Laplace learning is a popular machine learning algorithm for finding missing labels from a small number of labeled feature vectors using the geometry of a graph. More precisely, Laplace learning is based on minimizing a graph-Dirichlet energy, equivalently a discrete Sobolev W 2,1 seminorm, constrained to taking the values of known labels on a given subset. The variational problem is asymptotically ill-posed as the number of unlabeled feature vectors goes to infinity for finite given labels due to a lack of regularity in minimizers of the continuum Dirichlet energy in any dimension higher than one. In particular, continuum minimizers are not continuous.
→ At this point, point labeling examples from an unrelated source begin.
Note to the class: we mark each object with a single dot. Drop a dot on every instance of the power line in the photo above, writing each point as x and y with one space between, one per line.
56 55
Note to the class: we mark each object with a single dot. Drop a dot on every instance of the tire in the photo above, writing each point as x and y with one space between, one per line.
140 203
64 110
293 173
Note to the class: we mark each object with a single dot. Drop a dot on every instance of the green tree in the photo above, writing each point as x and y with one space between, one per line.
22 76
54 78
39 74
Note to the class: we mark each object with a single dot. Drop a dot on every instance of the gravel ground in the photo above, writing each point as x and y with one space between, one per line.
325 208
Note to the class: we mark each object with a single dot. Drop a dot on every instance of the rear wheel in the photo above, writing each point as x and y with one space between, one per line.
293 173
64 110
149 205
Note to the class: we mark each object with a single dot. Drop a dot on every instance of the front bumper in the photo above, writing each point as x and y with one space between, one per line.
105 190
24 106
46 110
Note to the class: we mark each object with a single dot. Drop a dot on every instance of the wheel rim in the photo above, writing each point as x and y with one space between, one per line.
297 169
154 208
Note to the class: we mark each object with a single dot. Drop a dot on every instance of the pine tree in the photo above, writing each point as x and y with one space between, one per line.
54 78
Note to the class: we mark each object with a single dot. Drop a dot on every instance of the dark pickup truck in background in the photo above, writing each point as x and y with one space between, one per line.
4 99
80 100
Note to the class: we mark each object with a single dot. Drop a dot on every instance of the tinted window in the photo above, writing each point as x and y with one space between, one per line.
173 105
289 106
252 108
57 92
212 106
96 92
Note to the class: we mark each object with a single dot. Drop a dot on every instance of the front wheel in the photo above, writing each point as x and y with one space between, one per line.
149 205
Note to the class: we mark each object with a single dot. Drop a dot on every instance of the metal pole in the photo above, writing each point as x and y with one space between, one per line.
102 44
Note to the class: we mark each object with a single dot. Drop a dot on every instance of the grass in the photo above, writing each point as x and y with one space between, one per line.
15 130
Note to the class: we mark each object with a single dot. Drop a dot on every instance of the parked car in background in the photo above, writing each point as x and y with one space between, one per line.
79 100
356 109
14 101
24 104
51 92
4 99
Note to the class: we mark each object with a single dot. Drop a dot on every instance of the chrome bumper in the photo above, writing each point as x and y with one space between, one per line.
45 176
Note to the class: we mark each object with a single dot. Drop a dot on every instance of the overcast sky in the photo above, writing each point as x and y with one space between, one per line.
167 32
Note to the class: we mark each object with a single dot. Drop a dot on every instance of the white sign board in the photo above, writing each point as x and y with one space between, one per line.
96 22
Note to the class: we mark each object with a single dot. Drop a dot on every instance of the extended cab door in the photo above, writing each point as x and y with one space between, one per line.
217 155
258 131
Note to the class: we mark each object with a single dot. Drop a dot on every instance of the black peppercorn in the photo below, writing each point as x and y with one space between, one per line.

One solution is to consider higher-order regularization, which is the analogue of minimizing Sobolev W-s,W-2 seminorms. In this paper we consider the asymptotics of minimizing a graph variant of the Sobolev W-s,W-2 seminorm with pointwise constraints. We show that, as expected, one needs s > d/ 2, where d is the dimension of the data manifold. We also show that there must be an upper bound on the connectivity of the graph; that is, highly connected graphs lead to degenerate behavior of the minimizer even when s > d/ 2.